There are three key elements to the Trump doctrine. “One, we want to take a very clear worldview in our foreign policy, dealing with the national interest, and let that be our organizing principles,” Rogin quotes Clovis a saying. "Two is that we want to make sure that we engage in free markets, but we want those markets to be fairer as well. And three, if we do not have strong economic recovery, we can’t do the other two.” Adds Clovis: “If that’s not a Trump doctrine, I don’t know what is.”

A lot is lurking in Clovis’ outline to unsettle a free market conservative – talk of fair markets is all too often a cover for protectionism, which Trump has been touting since the start of his campaign (his hostility to immigration is a subset of his protectionist impulse). He’s right about the importance of the recovery to the success of his, or any, foreign policy. But the experience of Herbert Hoover suggests that success in business doesn’t necessarily deliver pro-growth policies.

It’s the national interest business that alarms the neoconservatives. Rogin suggests its narrowness fails to include “things like democracy promotion, humanitarian intervention, the responsibility to protect people from atrocities or the advocacy of human rights abroad.” Rogin suggests Trump believes in an economic engagement that sounds, at least to my ear, an awful lot like what President Obama is doing with Iran, though Trump has been plenty critical of the Iran deal.

Clovis is also quoted by Rogin as faulting neoconservatives who “think you can go out there and in three weeks after Iraq collapses you can create a constitutional democracy over there.” He reports that “Trump wants to deal with states and governments, not non-state actors or international organizations.” Writes Rogin: “Trump sees Putin and other dictators as businessmen doing what any CEO would do, fighting for their organization.”

“So,” writes Daniel Drezner in a Washington Post column on Rogin’s reporting, “would, say, respected academic realists such as John Mearsheimer or Stephen Walt or Barry Posen approve of these sentiments?” It’s a good question, leaving aside how “respected” Mearsheimer and Walt may, or may not, be.

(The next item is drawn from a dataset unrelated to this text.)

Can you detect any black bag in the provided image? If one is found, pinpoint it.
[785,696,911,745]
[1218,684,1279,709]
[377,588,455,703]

It’s similar, to my ear, to the concern that erupted after Trump, at a meeting with Jewish Republicans, ducked the Jerusalem question.

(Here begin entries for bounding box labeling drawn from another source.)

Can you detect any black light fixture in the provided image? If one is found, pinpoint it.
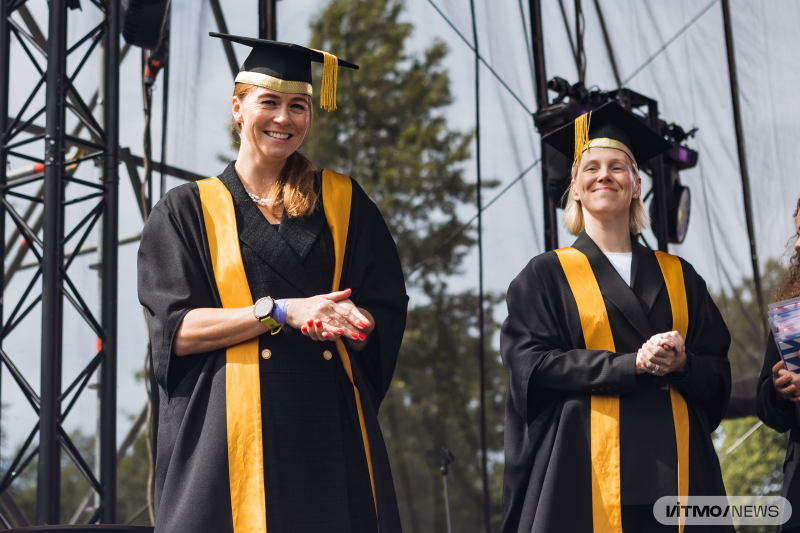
[122,0,170,50]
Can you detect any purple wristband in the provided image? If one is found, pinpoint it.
[275,298,289,324]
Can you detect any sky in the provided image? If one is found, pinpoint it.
[1,0,800,470]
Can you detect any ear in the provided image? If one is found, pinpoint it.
[231,96,244,124]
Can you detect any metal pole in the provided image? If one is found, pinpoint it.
[208,0,239,78]
[36,0,67,525]
[258,0,278,41]
[530,0,558,251]
[0,0,11,466]
[722,0,767,339]
[594,0,622,89]
[647,100,669,252]
[100,0,120,524]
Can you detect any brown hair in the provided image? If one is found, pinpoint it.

At the time the ZOA rushed out a statement of concern, which I shared. But I also was intrigued by Trump statement that he wanted to wait for a meeting with Prime Minister Netanyahu (whom he once endorsed for premier). Maybe Trump wants to break with Netanyahu on this head and try to accommodate the U.S. State Department. Or maybe Trump merely wants to wait and see where Israel is really at in respect of Jerusalem.

In any event, Drezner thinks Trump “certainly sounds more realist than, say, Marco Rubio or Hillary Clinton,” even while questions swirl about his “foreign policy gravitas.” Drezner reckons this is the “perfect moment for realists to intervene in the marketplace of ideas and publicly endorse Trump.” Trump mightn’t be perfect, writes Drezner, but if “realists really want to have some skin in the American foreign policy game, they will not find a better vessel than Trump.”

Hmmm. For my part, I’m not so sure about that. To me it’s just hard to see realism and Zionism as being in conflict in the first place, whatever hijacking of the word the Mearsheimer-Walt types might attempt. One could argue the opposite. Neither is Zionism in conflict with what Ron and Rand Paul like to call the Liberty Movement. By my lights the most realistic, most pro-liberty figures in the whole Middle East story are Herzl and Jabotinsky and their heirs. The news is that this recognition is shared ever more widely among the Republicans than the Democrats.

Seth Lipsky is editor of The New York Sun. He was a foreign editor of The Wall Street Journal, founding editor of The Forward and editor from 1990 to 2000.